Lastros e limitações
Antes de 16 de agosto, estamos na pré-campanha — fase em que muita coisa pode, mas tudo exige cuidado. É permitido declarar-se pré-candidato, expor ideias, projetos e planos. Entrevistas e participações em rádio e TV estão liberadas, desde que haja tratamento isonômico: se um fala, os outros também precisam ter espaço.
Uso das redes sociais
Perfis pessoais podem ser usados para divulgar ideias e atividades, desde que não haja impulsionamento pago pedindo voto. Quem já tem mandato pode continuar prestando contas — desde que não transforme isso em campanha disfarçada.
Arrecadação de fundos
A partir de 15 de maio, está liberada a famosa “vaquinha virtual”, o crowdfunding eleitoral. Pode arrecadar, mas não pode pedir voto. É nesse ponto que a Justiça Eleitoral afina o olhar — e os adversários afinam a vigilância. Um acompanha o extrato do outro com mais interesse que contador em dia de balanço.

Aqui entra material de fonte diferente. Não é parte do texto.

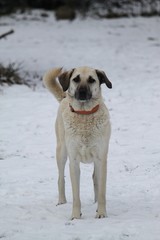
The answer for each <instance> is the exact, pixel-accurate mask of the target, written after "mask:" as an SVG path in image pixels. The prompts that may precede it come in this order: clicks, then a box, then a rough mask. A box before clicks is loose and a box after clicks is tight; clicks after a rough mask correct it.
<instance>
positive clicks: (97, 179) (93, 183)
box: [92, 166, 98, 202]
mask: <svg viewBox="0 0 160 240" xmlns="http://www.w3.org/2000/svg"><path fill="white" fill-rule="evenodd" d="M92 178H93V187H94V201H95V202H97V200H98V179H97V173H96V167H95V166H94V171H93V175H92Z"/></svg>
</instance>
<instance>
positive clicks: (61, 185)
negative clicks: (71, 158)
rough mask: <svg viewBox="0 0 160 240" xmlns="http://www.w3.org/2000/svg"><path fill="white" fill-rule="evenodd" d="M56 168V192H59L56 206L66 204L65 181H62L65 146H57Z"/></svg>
mask: <svg viewBox="0 0 160 240" xmlns="http://www.w3.org/2000/svg"><path fill="white" fill-rule="evenodd" d="M56 156H57V166H58V172H59V177H58V191H59V199H58V204H57V205H60V204H64V203H66V196H65V180H64V171H65V165H66V161H67V151H66V147H65V144H58V145H57V151H56Z"/></svg>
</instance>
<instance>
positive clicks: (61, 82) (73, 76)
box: [59, 67, 112, 102]
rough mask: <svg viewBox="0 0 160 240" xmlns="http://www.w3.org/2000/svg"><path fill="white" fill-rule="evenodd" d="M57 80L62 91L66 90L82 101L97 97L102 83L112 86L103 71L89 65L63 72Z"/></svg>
mask: <svg viewBox="0 0 160 240" xmlns="http://www.w3.org/2000/svg"><path fill="white" fill-rule="evenodd" d="M59 81H60V84H61V86H62V88H63V91H67V90H68V92H69V94H70V96H72V97H74V98H75V99H77V100H78V101H82V102H85V101H89V100H90V99H96V98H98V97H99V93H100V85H101V84H102V83H105V84H106V86H107V87H108V88H112V84H111V82H110V81H109V79H108V78H107V76H106V74H105V73H104V72H103V71H100V70H96V69H93V68H89V67H80V68H75V69H72V70H71V71H68V72H64V73H62V74H61V75H60V76H59Z"/></svg>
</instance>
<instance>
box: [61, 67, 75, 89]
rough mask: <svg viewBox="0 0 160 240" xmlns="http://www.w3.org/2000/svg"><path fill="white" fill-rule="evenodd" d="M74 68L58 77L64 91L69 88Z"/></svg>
mask: <svg viewBox="0 0 160 240" xmlns="http://www.w3.org/2000/svg"><path fill="white" fill-rule="evenodd" d="M73 71H74V69H72V70H70V71H66V72H64V73H62V74H60V75H59V77H58V79H59V82H60V84H61V86H62V88H63V91H64V92H65V91H67V89H68V88H69V84H70V78H71V76H72V73H73Z"/></svg>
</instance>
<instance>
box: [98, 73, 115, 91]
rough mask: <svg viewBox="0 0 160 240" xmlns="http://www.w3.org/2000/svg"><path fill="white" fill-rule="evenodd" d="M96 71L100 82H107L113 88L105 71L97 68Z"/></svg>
mask: <svg viewBox="0 0 160 240" xmlns="http://www.w3.org/2000/svg"><path fill="white" fill-rule="evenodd" d="M96 73H97V76H98V79H99V82H100V84H102V83H105V84H106V86H107V87H108V88H112V83H111V82H110V81H109V79H108V78H107V76H106V74H105V72H103V71H100V70H97V69H96Z"/></svg>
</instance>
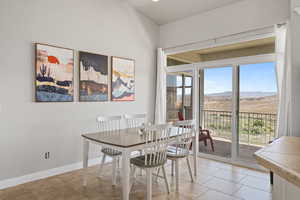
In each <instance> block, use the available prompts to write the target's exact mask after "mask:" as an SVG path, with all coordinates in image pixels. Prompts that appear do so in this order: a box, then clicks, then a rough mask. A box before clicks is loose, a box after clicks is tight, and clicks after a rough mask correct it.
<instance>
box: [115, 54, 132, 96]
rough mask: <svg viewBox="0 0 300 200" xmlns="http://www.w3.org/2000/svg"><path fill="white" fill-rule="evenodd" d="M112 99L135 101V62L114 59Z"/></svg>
mask: <svg viewBox="0 0 300 200" xmlns="http://www.w3.org/2000/svg"><path fill="white" fill-rule="evenodd" d="M111 66H112V70H111V72H112V77H111V98H112V101H134V100H135V61H134V60H132V59H128V58H120V57H112V59H111Z"/></svg>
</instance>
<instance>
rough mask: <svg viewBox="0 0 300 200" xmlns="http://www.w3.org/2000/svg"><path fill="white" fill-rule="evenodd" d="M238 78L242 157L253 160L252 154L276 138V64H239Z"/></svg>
mask: <svg viewBox="0 0 300 200" xmlns="http://www.w3.org/2000/svg"><path fill="white" fill-rule="evenodd" d="M239 80H240V81H239V129H238V131H239V158H241V159H243V160H248V161H254V158H253V153H254V152H255V151H257V150H258V149H260V148H261V147H263V146H265V145H266V144H268V143H269V142H270V141H272V140H273V139H274V138H275V131H276V123H277V122H276V119H277V86H276V74H275V63H274V62H268V63H256V64H247V65H240V66H239Z"/></svg>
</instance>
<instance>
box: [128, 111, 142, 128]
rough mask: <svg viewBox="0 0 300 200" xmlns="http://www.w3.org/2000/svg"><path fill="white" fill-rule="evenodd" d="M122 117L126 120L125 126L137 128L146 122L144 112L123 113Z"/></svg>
mask: <svg viewBox="0 0 300 200" xmlns="http://www.w3.org/2000/svg"><path fill="white" fill-rule="evenodd" d="M124 119H125V121H126V126H127V128H137V127H141V126H143V125H146V123H147V115H146V114H133V115H128V114H126V115H124Z"/></svg>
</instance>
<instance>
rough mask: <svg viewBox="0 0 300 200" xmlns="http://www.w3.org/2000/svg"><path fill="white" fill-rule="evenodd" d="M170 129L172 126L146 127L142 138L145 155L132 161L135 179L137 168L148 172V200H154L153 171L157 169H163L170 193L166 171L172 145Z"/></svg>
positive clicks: (167, 186)
mask: <svg viewBox="0 0 300 200" xmlns="http://www.w3.org/2000/svg"><path fill="white" fill-rule="evenodd" d="M170 129H171V125H169V124H164V125H152V126H147V127H145V133H144V135H142V136H141V137H143V139H144V141H145V145H144V148H143V152H144V155H141V156H137V157H135V158H131V159H130V163H131V164H132V165H133V169H132V176H133V177H134V173H135V169H136V167H138V168H141V169H144V170H146V179H147V200H150V199H152V171H153V170H155V169H157V168H161V170H162V172H163V178H164V180H165V184H166V188H167V192H168V193H170V189H169V184H168V180H167V176H166V171H165V164H166V162H167V148H168V146H169V144H170Z"/></svg>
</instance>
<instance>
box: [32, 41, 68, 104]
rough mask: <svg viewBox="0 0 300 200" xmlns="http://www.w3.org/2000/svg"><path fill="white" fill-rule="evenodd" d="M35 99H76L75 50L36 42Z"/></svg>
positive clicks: (35, 61) (35, 69) (35, 50)
mask: <svg viewBox="0 0 300 200" xmlns="http://www.w3.org/2000/svg"><path fill="white" fill-rule="evenodd" d="M35 101H36V102H73V101H74V50H73V49H69V48H64V47H59V46H55V45H49V44H43V43H35Z"/></svg>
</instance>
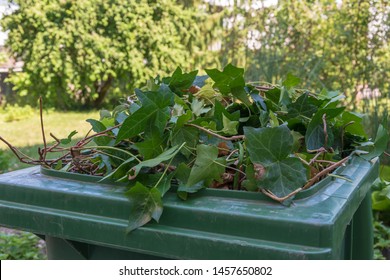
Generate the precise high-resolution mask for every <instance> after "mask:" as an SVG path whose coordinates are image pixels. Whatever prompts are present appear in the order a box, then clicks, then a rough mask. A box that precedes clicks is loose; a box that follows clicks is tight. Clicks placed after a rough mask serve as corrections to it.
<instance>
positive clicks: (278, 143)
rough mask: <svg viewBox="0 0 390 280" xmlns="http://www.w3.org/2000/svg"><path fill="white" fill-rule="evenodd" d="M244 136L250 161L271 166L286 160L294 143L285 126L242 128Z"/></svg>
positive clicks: (290, 151)
mask: <svg viewBox="0 0 390 280" xmlns="http://www.w3.org/2000/svg"><path fill="white" fill-rule="evenodd" d="M244 135H245V139H246V140H245V143H246V146H247V149H248V152H249V156H250V159H251V161H252V162H253V163H261V164H271V163H274V162H276V161H279V160H281V159H284V158H286V157H287V156H288V155H289V154H290V153H291V150H292V145H293V141H294V140H293V137H292V135H291V132H290V130H289V129H288V127H287V126H286V125H282V126H279V127H265V128H253V127H244Z"/></svg>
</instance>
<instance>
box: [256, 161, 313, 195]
mask: <svg viewBox="0 0 390 280" xmlns="http://www.w3.org/2000/svg"><path fill="white" fill-rule="evenodd" d="M265 170H266V171H265V174H264V177H263V178H261V180H260V181H259V182H258V185H259V187H262V188H265V189H269V190H271V191H272V192H273V193H274V194H275V195H277V196H279V197H283V196H286V195H288V194H289V193H291V192H292V191H294V190H296V189H297V188H299V187H302V186H303V185H304V184H305V183H306V181H307V175H306V168H305V167H304V166H303V165H302V162H301V161H300V160H299V159H297V158H285V159H283V160H280V161H276V162H274V163H272V164H270V165H268V166H266V168H265Z"/></svg>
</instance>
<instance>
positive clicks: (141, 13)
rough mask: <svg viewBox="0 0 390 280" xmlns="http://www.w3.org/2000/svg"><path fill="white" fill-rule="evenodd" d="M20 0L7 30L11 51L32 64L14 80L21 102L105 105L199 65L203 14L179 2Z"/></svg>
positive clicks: (16, 55) (27, 63)
mask: <svg viewBox="0 0 390 280" xmlns="http://www.w3.org/2000/svg"><path fill="white" fill-rule="evenodd" d="M13 2H14V3H16V4H17V5H18V6H19V8H18V9H17V10H16V11H14V12H13V13H12V14H10V15H8V16H6V17H5V18H4V19H3V20H2V26H3V30H9V36H8V41H7V46H8V47H9V49H10V51H11V52H12V54H13V55H14V56H15V57H16V58H18V59H21V60H23V61H24V66H23V71H22V72H20V73H13V75H11V78H10V79H9V81H10V82H11V83H13V84H14V85H15V89H16V91H17V93H18V96H19V97H20V98H19V102H24V103H29V102H30V103H31V102H34V103H35V102H36V100H37V96H39V95H42V96H44V97H46V101H45V103H46V106H48V105H52V106H55V107H57V108H63V109H65V108H75V107H89V106H96V107H99V106H100V105H101V104H102V102H103V101H104V100H105V99H107V100H109V99H111V100H112V99H114V98H118V97H120V96H125V95H126V94H128V93H129V92H130V90H132V89H134V87H137V86H140V85H141V84H142V83H144V82H145V81H146V80H147V79H148V78H150V77H151V76H152V75H155V74H156V73H158V74H162V75H163V74H164V73H166V72H170V71H173V70H174V68H175V67H176V66H177V65H181V66H182V67H184V68H185V67H186V66H193V61H194V60H193V58H192V56H191V50H192V49H193V45H192V42H193V41H194V38H199V35H198V32H197V28H196V26H195V27H194V23H196V22H197V21H198V20H197V18H198V15H197V14H196V13H195V10H194V9H192V8H186V9H184V8H183V6H180V5H178V4H177V3H175V1H170V0H159V1H157V0H140V1H121V0H111V1H105V0H87V1H67V0H46V1H36V0H23V1H21V0H20V1H19V0H15V1H13ZM107 97H108V98H107ZM115 102H118V101H117V100H116V101H115Z"/></svg>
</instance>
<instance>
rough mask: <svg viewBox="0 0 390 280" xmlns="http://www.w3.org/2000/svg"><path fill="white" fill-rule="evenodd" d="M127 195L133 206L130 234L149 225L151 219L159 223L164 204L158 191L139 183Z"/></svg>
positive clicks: (131, 216) (129, 191)
mask: <svg viewBox="0 0 390 280" xmlns="http://www.w3.org/2000/svg"><path fill="white" fill-rule="evenodd" d="M126 195H127V196H128V198H129V200H130V204H131V211H130V218H129V225H128V227H127V231H128V232H131V231H133V230H135V229H137V228H139V227H141V226H143V225H145V224H147V223H148V222H149V221H150V220H151V219H154V220H155V221H156V222H158V221H159V219H160V216H161V214H162V212H163V203H162V200H161V193H160V192H159V190H158V189H156V188H151V189H150V188H147V187H145V186H144V185H142V184H141V183H139V182H137V183H136V185H135V186H134V187H132V188H131V189H130V190H129V191H128V192H127V193H126Z"/></svg>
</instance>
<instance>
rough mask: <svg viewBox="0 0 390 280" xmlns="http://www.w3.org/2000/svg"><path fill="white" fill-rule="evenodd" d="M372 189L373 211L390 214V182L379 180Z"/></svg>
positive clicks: (382, 180) (377, 181)
mask: <svg viewBox="0 0 390 280" xmlns="http://www.w3.org/2000/svg"><path fill="white" fill-rule="evenodd" d="M372 188H373V192H372V195H371V196H372V209H373V210H376V211H389V212H390V182H388V181H385V180H383V179H379V178H378V179H377V180H376V182H375V183H374V185H373V187H372Z"/></svg>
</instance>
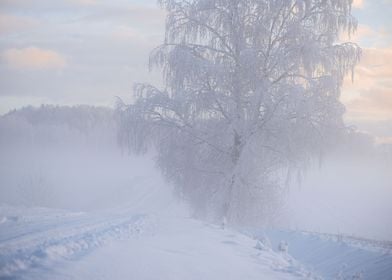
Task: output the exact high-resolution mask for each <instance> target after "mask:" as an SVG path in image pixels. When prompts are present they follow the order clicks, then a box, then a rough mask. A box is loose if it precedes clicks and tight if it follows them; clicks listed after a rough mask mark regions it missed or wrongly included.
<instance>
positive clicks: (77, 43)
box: [0, 0, 392, 142]
mask: <svg viewBox="0 0 392 280" xmlns="http://www.w3.org/2000/svg"><path fill="white" fill-rule="evenodd" d="M156 2H157V1H156V0H56V1H54V0H0V114H3V113H6V112H7V111H9V110H10V109H14V108H20V107H23V106H26V105H30V104H31V105H36V106H38V105H40V104H43V103H44V104H64V105H75V104H93V105H105V106H113V104H114V103H115V97H116V96H119V97H121V98H123V99H124V100H125V101H128V102H130V101H131V100H132V89H133V85H134V83H137V82H153V83H156V82H157V81H158V82H159V80H160V78H159V77H160V75H159V73H154V72H153V73H149V71H148V68H147V63H148V55H149V53H150V51H151V50H152V49H153V48H154V47H156V46H157V45H159V44H160V43H161V42H162V39H163V36H164V21H165V14H164V12H163V11H162V10H161V9H160V8H159V6H158V5H157V3H156ZM353 6H354V8H353V14H354V15H355V16H356V17H357V19H358V21H359V26H358V30H357V33H356V34H355V35H354V36H352V37H351V38H345V39H347V40H350V41H354V42H357V43H358V44H359V45H360V46H361V47H362V49H363V57H362V60H361V63H360V64H359V65H358V67H357V68H356V71H355V79H354V83H352V81H351V78H349V77H348V78H347V80H346V81H345V84H344V86H343V90H342V97H341V100H342V102H343V103H344V104H345V106H346V111H347V112H346V115H345V119H346V122H347V124H349V125H355V126H356V127H357V128H358V129H359V130H361V131H364V132H368V133H370V134H372V135H375V136H376V139H377V141H379V142H392V16H391V15H392V0H354V3H353Z"/></svg>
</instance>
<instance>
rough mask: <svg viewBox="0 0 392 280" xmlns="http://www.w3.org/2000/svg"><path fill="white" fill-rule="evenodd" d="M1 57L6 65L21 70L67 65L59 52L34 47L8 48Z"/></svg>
mask: <svg viewBox="0 0 392 280" xmlns="http://www.w3.org/2000/svg"><path fill="white" fill-rule="evenodd" d="M1 58H2V59H3V60H4V61H5V62H6V64H7V65H8V67H10V68H13V69H21V70H49V69H61V68H64V67H65V66H66V65H67V62H66V59H65V58H64V57H63V56H62V55H61V54H59V53H57V52H55V51H53V50H46V49H40V48H36V47H28V48H22V49H8V50H6V51H4V52H3V53H2V54H1Z"/></svg>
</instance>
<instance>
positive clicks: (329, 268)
mask: <svg viewBox="0 0 392 280" xmlns="http://www.w3.org/2000/svg"><path fill="white" fill-rule="evenodd" d="M63 130H64V129H63ZM63 130H62V129H58V130H57V132H56V133H57V134H55V133H54V132H55V130H53V129H52V128H51V127H49V128H45V126H43V127H41V128H36V131H37V134H35V136H40V137H41V138H39V139H40V141H38V140H37V139H38V138H37V137H36V138H35V140H36V141H35V142H28V144H26V143H24V142H23V143H17V142H15V141H9V142H3V144H2V145H0V153H1V155H2V156H1V157H0V279H34V280H36V279H37V280H38V279H48V280H49V279H81V280H82V279H83V280H85V279H94V280H95V279H102V280H104V279H105V280H109V279H119V280H122V279H143V280H144V279H151V280H166V279H167V280H172V279H178V280H187V279H197V280H199V279H211V280H220V279H222V280H227V279H233V280H237V279H267V280H268V279H341V280H342V279H371V280H372V279H381V280H383V279H385V280H389V279H391V275H392V245H391V242H379V241H378V242H377V241H373V240H374V239H377V240H390V238H388V237H389V236H390V233H391V223H390V221H389V219H388V216H389V214H388V213H391V208H390V207H391V206H390V204H389V201H390V199H389V197H390V194H391V192H390V185H389V184H388V182H390V180H391V179H390V174H389V173H388V172H385V170H384V169H382V168H379V167H378V166H374V167H372V168H368V166H361V167H360V168H359V167H356V166H355V165H347V164H344V163H341V165H338V164H332V165H331V164H330V165H328V162H327V163H326V166H325V167H324V168H323V169H322V170H320V169H317V170H316V172H313V171H310V173H309V174H308V176H307V177H306V178H305V180H304V181H303V184H302V185H301V186H300V188H299V189H295V188H292V189H290V192H289V193H288V200H287V203H288V204H287V205H286V206H287V207H286V208H285V209H283V210H284V211H282V219H281V221H280V222H279V227H278V228H283V229H284V230H276V229H274V230H267V229H260V228H252V229H243V228H236V229H235V228H227V227H225V228H223V226H222V225H221V224H211V223H207V222H204V221H201V220H197V219H194V218H193V217H192V215H191V211H190V210H189V208H188V206H187V204H186V203H184V202H181V201H182V200H180V199H179V198H178V197H177V196H175V195H174V192H173V189H172V187H171V186H170V184H168V183H166V181H165V180H164V179H163V178H162V176H161V174H160V173H159V171H158V170H157V168H156V166H155V165H154V162H153V160H152V155H147V156H143V157H141V156H139V157H137V156H134V155H128V154H127V153H124V151H122V152H121V151H120V150H119V149H118V148H117V146H116V144H115V138H114V137H113V136H110V135H108V136H106V138H105V137H102V135H98V136H97V135H96V134H94V133H93V132H90V133H91V134H86V135H84V134H83V135H80V134H78V132H75V131H73V130H71V131H69V130H65V131H63ZM23 131H24V130H23ZM42 131H46V133H42ZM33 132H34V130H33ZM98 132H99V131H98ZM98 132H95V133H98ZM33 135H34V133H33ZM66 136H68V137H69V139H68V138H67V137H66ZM22 138H23V139H24V137H22ZM18 139H19V138H18ZM71 140H72V141H71ZM365 170H366V172H365ZM358 171H360V172H358ZM320 172H321V175H322V176H321V177H320V175H318V173H320ZM339 172H340V173H339ZM359 173H361V174H366V176H364V178H367V181H366V180H362V179H361V177H360V176H358V174H359ZM343 174H355V175H356V176H352V175H350V176H347V178H344V180H341V179H339V178H341V177H342V175H343ZM362 176H363V175H362ZM358 183H361V185H360V188H356V186H357V185H358ZM371 184H376V185H377V187H373V188H372V189H369V188H368V187H369V186H370V185H371ZM331 186H333V187H331ZM355 192H356V196H355V197H353V196H352V195H351V194H352V193H355ZM337 194H340V195H341V197H340V199H339V200H337V199H336V197H337ZM347 201H349V202H351V203H353V204H350V205H348V204H347ZM345 202H346V203H345ZM376 202H377V203H376ZM353 205H356V207H353ZM325 206H326V207H325ZM331 208H332V209H333V210H334V211H333V213H332V215H331V211H329V210H330V209H331ZM349 210H350V211H349ZM335 217H338V218H337V219H335ZM375 217H377V218H375ZM287 218H290V219H289V220H288V221H287V220H286V219H287ZM358 220H359V221H362V222H358ZM347 221H348V222H347ZM358 225H359V226H360V227H356V226H358ZM366 226H368V228H367V229H365V228H364V227H366ZM289 229H291V230H289ZM293 229H295V230H293ZM317 229H318V232H329V233H335V235H334V234H330V235H327V234H316V233H306V232H302V230H309V231H312V230H315V231H317ZM338 230H341V232H340V233H341V234H340V235H336V233H337V231H338ZM352 232H354V233H358V235H359V236H361V234H363V235H365V236H364V237H368V238H369V240H367V239H359V238H349V237H347V235H349V234H350V233H352ZM373 236H374V237H373Z"/></svg>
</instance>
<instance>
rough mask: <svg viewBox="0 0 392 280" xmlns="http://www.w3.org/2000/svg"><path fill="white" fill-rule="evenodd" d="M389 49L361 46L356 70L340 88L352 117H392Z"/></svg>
mask: <svg viewBox="0 0 392 280" xmlns="http://www.w3.org/2000/svg"><path fill="white" fill-rule="evenodd" d="M390 61H392V48H388V49H364V50H363V57H362V61H361V63H360V64H359V65H358V67H357V69H356V71H355V81H354V83H351V81H349V79H347V81H346V82H345V86H344V88H343V96H342V101H343V102H344V103H345V104H346V107H347V117H348V118H349V119H351V120H388V119H392V65H391V64H390Z"/></svg>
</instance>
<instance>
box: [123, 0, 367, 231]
mask: <svg viewBox="0 0 392 280" xmlns="http://www.w3.org/2000/svg"><path fill="white" fill-rule="evenodd" d="M159 2H160V4H161V5H162V7H163V8H164V9H166V11H167V21H166V33H165V34H166V35H165V40H164V42H163V44H162V45H160V46H158V47H157V48H156V49H155V50H153V51H152V53H151V57H150V67H158V68H161V69H162V71H163V77H164V81H165V83H164V88H162V89H159V88H157V87H154V86H153V85H149V84H139V85H137V86H136V88H135V89H136V90H135V96H136V99H135V102H134V104H132V105H130V106H125V107H124V106H122V107H121V106H120V107H121V108H120V109H121V110H122V111H124V112H125V111H126V112H127V116H128V118H129V121H132V120H133V122H135V120H137V123H138V124H139V125H135V126H133V127H134V128H135V129H137V131H135V133H134V134H133V135H134V136H135V137H134V138H133V142H134V143H135V144H134V145H132V146H133V147H134V149H135V150H145V148H146V147H147V146H146V145H154V146H155V149H156V150H157V153H158V164H159V167H160V168H161V170H162V171H163V173H164V174H165V175H166V176H167V178H168V179H169V180H171V181H172V182H173V183H174V184H175V185H176V187H177V188H178V190H179V193H180V194H181V195H182V196H183V197H185V198H186V199H187V200H189V201H190V202H191V203H192V205H193V206H194V208H195V211H196V212H197V213H198V214H199V215H207V216H209V217H212V218H219V217H222V216H226V217H227V218H228V220H229V221H230V222H232V223H241V222H246V221H253V220H260V219H261V220H262V219H263V218H265V217H268V216H270V215H272V213H273V211H271V209H272V210H273V209H274V208H275V207H276V206H275V205H274V203H273V202H274V201H275V202H276V201H277V199H276V198H278V197H279V193H280V192H281V190H282V181H283V177H282V176H281V173H282V171H285V172H286V171H287V170H292V169H295V168H298V167H299V166H300V165H301V164H302V163H304V162H307V161H308V160H309V158H311V157H312V156H313V155H314V154H315V153H316V152H317V151H318V150H319V149H320V147H321V146H322V143H324V142H326V141H327V139H328V138H329V137H330V136H331V135H333V134H335V133H336V131H338V130H340V129H343V128H344V124H343V120H342V115H343V113H344V106H343V105H342V104H341V102H340V101H339V97H340V89H341V86H342V83H343V79H344V77H345V76H346V75H347V74H349V73H350V71H353V69H354V67H355V65H356V64H357V63H358V61H359V59H360V55H361V50H360V48H359V47H358V46H357V45H356V44H354V43H351V42H340V41H339V38H340V37H341V35H342V34H344V33H345V34H348V35H350V34H352V33H353V32H355V30H356V27H357V21H356V19H355V18H354V17H353V16H352V15H351V4H352V1H351V0H184V1H179V0H161V1H159ZM140 124H142V125H140ZM140 127H143V129H142V131H143V133H140V131H141V130H140ZM146 131H148V133H146ZM151 139H152V140H151ZM136 143H137V144H136ZM140 143H143V144H142V145H141V144H140ZM143 147H144V148H143Z"/></svg>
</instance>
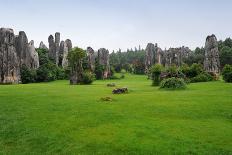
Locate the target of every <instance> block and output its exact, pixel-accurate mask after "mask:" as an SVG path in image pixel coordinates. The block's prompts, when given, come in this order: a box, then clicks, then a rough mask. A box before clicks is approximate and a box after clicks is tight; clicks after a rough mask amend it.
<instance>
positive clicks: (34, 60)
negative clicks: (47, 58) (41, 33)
mask: <svg viewBox="0 0 232 155" xmlns="http://www.w3.org/2000/svg"><path fill="white" fill-rule="evenodd" d="M15 48H16V52H17V55H18V58H19V63H20V66H21V65H26V66H27V67H29V68H34V69H36V68H38V67H39V56H38V53H37V52H36V50H35V47H34V41H31V42H30V43H28V39H27V35H26V33H25V32H24V31H20V32H19V35H18V36H16V38H15Z"/></svg>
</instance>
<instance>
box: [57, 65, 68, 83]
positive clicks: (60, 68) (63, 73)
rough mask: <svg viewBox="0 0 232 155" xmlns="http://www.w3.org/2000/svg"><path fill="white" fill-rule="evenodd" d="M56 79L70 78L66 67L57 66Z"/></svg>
mask: <svg viewBox="0 0 232 155" xmlns="http://www.w3.org/2000/svg"><path fill="white" fill-rule="evenodd" d="M56 79H57V80H64V79H68V74H66V72H65V69H63V68H60V67H57V68H56Z"/></svg>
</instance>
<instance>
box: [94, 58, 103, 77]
mask: <svg viewBox="0 0 232 155" xmlns="http://www.w3.org/2000/svg"><path fill="white" fill-rule="evenodd" d="M103 73H104V67H103V65H101V64H99V63H98V62H97V63H96V66H95V77H96V79H97V80H101V79H103Z"/></svg>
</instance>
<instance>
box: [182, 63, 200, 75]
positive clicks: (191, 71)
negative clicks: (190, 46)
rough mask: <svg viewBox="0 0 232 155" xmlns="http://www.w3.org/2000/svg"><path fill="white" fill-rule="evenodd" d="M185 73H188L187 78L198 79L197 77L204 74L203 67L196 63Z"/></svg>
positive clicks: (186, 74)
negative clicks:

O que não pode (e quase todo mundo tenta)
Antes de 16 de agosto, é proibido qualquer pedido explícito de voto. Nada de “vote em mim”, “conto com seu voto” ou similares. Também estão vetadas as chamadas “palavras mágicas”: “eleja”, “apoie”, “vamos votar juntos”. E fica o alerta linguístico-jurídico: “tamo junto”, além de atentado ao vernáculo, pode configurar crime eleitoral.
Na propaganda
Outdoors são proibidos em qualquer fase. Painéis eletrônicos ou banners que simulem outdoors também. Quem contratou mídia externa para desejar Feliz Natal no ano passado, melhor retirar rápido. O problema nem sempre é a fiscalização oficial — é a deduragem profissionalizada dos adversários.
Bolso aberto, problema certo
Eventos caros demais, gastos incompatíveis com a realidade do pré-candidato ou impulsionamento pago em redes sociais pedindo voto podem configurar abuso de poder econômico. Distribuir brindes, camisetas, bonés ou vantagens é vedado. E fica o lembrete mais didático do calendário: candidato não pode pagar pastel para eleitor. Nem café, nem caldo de cana. Generosidade eleitoral dá indigestão jurídica.
Vamos pensar
Em ano eleitoral, todo mundo fala mais baixo, anda mais reto e sorri com cautela. A democracia agradece, a lei observa e os candidatos treinam afeto. Para jornalistas, resta a missão de sempre informar com rigor, manter a independência e atravessar o calendário sem escorregar nas cascas de banana espalhadas pelo caminho. Até outubro, respire fundo — e leia o calendário antes de falar ou escrever.

Rogério Romano Bonato é o autor da coluna No Bico do Corvo desde o século passado. Escreve com exclusividade ao Almanaque Futuro e Rádio Cultura de Foz do Iguaçu.